On 20 August 1968, hundreds of thousands of soldiers, thousands of tanks and armoured vehicles, and hundreds of military aircraft of the Warsaw Pact armed forces invaded Czechoslovakia in an operation code-named Danube. It was the largest military undertaking in Europe since 1945.

Starting with a description of the history of Czechoslovakia and the communist takeover of power in 1948, this volume describes the birth and development of the Prague Spring in 1968 and an attempt to reform the communist system from within. It recounts the hostility this process encountered from the USSR and its allies within the Warsaw Pact, and the split in the Kremlin over solutions for the resulting ‘Czechoslovak problem’. The crisis that subsequently developed throughout the spring and summer of 1968 led to the military intervention.

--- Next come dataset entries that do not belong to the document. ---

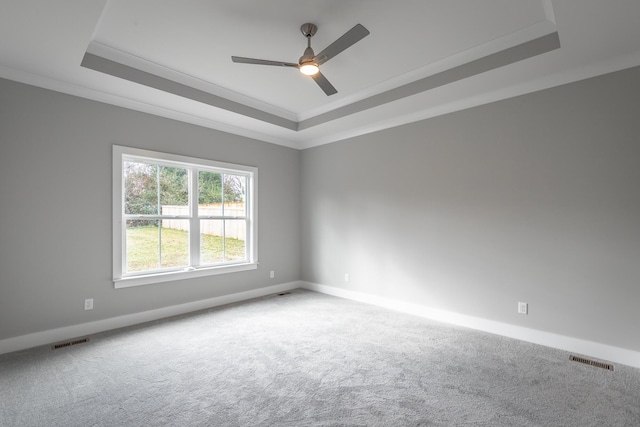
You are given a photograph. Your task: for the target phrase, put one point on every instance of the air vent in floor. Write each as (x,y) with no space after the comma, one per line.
(591,362)
(69,343)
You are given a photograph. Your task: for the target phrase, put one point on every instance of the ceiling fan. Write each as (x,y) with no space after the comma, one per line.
(309,63)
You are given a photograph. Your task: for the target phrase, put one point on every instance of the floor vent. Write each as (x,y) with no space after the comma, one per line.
(69,343)
(602,365)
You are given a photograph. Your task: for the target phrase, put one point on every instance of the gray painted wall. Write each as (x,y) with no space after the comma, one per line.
(55,208)
(534,199)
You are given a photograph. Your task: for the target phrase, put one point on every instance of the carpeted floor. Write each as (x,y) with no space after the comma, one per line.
(307,359)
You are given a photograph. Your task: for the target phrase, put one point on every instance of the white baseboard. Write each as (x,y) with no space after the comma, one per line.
(561,342)
(61,334)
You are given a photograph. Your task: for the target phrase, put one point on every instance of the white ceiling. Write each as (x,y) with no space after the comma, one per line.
(423,57)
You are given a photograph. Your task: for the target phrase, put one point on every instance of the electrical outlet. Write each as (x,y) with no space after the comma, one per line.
(523,308)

While paying special attention to the military and strategic aspects of the Czechoslovak crisis, this volume also provides a blow-by-blow account of its impacts upon the Czechoslovak armed forces and the Warsaw Pact. The subsequent military operation – codenamed Operation Danube – is described in all of its components, including the airborne and ground aspects, and the political operation that supported it. Within only 24 hours, the Soviet and Warsaw Pact forces secured the entire territory of Czechoslovakia, de-facto overrunning the local armed forces in the process. The Czechoslovak population organised non-violent resistance, thus highlighting the political aspects of the intervention. However, it was hopelessly out of condition to prevent the ultimate downfall of the so-called ‘Prague Spring’. Nevertheless, the application of military power against a popularly supported political reform marked a turning point in the Cold War, and forever changed the balance of power in Central Europe.

Guiding the reader meticulously through the details of the forces involved, their organisation and equipment, Operation Danube offers a uniquely in-depth account of the invasion of Czechoslovakia and is profusely illustrated with more than 100 photographs, maps, and exclusive colour artworks.